CoreLogic has broken down the actual household income required to service a home loan on a 6.27 percent interest rate for an 80 percent loan based on current median house and unit values in each capital city. As expected, affordability is worst in the most expensive property market, Sydney.

Sydney

Sydney’s median house price is $1,414,229 and the median unit price is $839,344.

Based on 40 percent serviceability, households need a total income of $211,456 to afford a home loan for a house and $125,499 for a unit. The city’s actual median household income is $120,554.

Melbourne

Melbourne’s median house price is $935,049 and the median apartment price is $612,906.

Based on 40 percent serviceability, households need a total income of $139,809 to afford a home loan for a house and $91,642 for a unit. The city’s actual median household income is $110,324.

Brisbane

Brisbane’s median house price is $909,988 and the median unit price is $587,793.

Based on 40 percent serviceability, households need a total income of $136,062 to afford a home loan for a house and $87,887 for a unit. The city’s actual median household income is $107,243.

Adelaide

Adelaide’s median house price is $785,971 and the median apartment price is $504,799.

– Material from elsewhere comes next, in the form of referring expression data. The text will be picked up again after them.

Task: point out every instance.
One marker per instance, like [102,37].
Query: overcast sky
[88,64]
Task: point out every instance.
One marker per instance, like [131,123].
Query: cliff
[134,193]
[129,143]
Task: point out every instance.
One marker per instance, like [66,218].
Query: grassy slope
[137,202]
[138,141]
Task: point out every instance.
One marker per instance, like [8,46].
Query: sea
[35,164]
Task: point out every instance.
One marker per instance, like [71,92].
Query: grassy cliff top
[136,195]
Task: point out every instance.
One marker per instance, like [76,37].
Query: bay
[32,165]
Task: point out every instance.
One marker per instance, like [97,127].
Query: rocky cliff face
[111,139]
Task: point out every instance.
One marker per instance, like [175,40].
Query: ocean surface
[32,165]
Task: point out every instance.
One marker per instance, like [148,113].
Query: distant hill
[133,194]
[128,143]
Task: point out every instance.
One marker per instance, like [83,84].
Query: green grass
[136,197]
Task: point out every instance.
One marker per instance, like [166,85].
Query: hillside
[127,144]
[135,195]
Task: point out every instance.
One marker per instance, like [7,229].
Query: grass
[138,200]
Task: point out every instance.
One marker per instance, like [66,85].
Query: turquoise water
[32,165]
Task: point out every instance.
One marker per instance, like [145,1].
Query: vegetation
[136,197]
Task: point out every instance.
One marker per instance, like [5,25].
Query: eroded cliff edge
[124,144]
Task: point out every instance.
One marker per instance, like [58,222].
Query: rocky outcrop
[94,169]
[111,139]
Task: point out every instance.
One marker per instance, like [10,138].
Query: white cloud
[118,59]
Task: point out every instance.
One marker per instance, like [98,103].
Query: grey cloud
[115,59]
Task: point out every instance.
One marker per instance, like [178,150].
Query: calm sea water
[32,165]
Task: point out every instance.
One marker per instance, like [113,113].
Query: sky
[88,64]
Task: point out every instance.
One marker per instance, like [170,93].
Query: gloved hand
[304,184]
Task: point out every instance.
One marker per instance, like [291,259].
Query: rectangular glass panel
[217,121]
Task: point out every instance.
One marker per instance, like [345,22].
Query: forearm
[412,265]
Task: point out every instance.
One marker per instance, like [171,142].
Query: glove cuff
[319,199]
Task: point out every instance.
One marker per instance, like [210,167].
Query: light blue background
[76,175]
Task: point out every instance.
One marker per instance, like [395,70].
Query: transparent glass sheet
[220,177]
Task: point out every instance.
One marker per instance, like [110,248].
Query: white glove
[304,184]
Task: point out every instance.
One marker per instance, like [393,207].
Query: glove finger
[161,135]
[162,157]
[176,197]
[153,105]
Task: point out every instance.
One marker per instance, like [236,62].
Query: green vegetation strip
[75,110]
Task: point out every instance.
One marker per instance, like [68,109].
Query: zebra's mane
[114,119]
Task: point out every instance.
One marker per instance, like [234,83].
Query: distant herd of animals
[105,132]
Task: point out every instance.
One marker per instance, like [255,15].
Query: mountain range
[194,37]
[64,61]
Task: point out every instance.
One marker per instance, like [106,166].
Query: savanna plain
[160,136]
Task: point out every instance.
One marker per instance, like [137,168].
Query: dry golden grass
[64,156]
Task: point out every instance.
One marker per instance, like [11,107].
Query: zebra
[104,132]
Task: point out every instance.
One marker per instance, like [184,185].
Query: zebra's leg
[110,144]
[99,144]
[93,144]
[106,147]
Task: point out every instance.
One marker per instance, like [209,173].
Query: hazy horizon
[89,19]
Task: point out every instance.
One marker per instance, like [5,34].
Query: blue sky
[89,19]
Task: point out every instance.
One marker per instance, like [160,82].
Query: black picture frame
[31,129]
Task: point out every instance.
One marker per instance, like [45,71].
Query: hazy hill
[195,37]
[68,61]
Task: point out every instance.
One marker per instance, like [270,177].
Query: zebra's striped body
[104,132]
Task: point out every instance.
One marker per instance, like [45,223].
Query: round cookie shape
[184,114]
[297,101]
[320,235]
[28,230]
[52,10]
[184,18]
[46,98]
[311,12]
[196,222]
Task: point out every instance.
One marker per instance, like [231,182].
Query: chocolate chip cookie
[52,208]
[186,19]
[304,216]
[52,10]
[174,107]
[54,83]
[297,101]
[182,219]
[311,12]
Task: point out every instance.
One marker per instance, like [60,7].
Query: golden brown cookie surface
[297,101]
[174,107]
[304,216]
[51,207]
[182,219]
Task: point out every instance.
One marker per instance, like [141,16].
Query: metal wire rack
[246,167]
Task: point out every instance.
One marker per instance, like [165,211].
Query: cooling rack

Based on 40 percent serviceability, households need a total income of $117,519 to afford a home loan for a house and $75,478 for a unit. The city’s actual median household income is $89,806.

Perth

Perth’s median house price is $735,276 and the median unit price is $495,360.

Based on 40 percent serviceability, households need a total income of $109,939 to afford a home loan for a house and $74,066 for a unit. The city’s actual median household income is $108,057.

Hobart

Hobart’s median house price is $692,951 and the median apartment price is $522,258.

Based on 40 percent serviceability, households need a total income of $103,610 to afford a home loan for a house and $78,088 for a unit. The city’s actual median household income is $89,515.

Darwin

Darwin’s median house price is $573,498 and the median unit price is $367,716.

Based on 40 percent serviceability, households need a total income of $85,750 to afford a home loan for a house and $54,981 for a unit. The city’s actual median household income is $126,193.

Canberra

Canberra’s median house price is $964,136 and the median apartment price is $585,057.

Based on 40 percent serviceability, households need a total income of $144,158 to afford a home loan for a house and $87,478 for a unit. The city’s actual median household income is $137,760.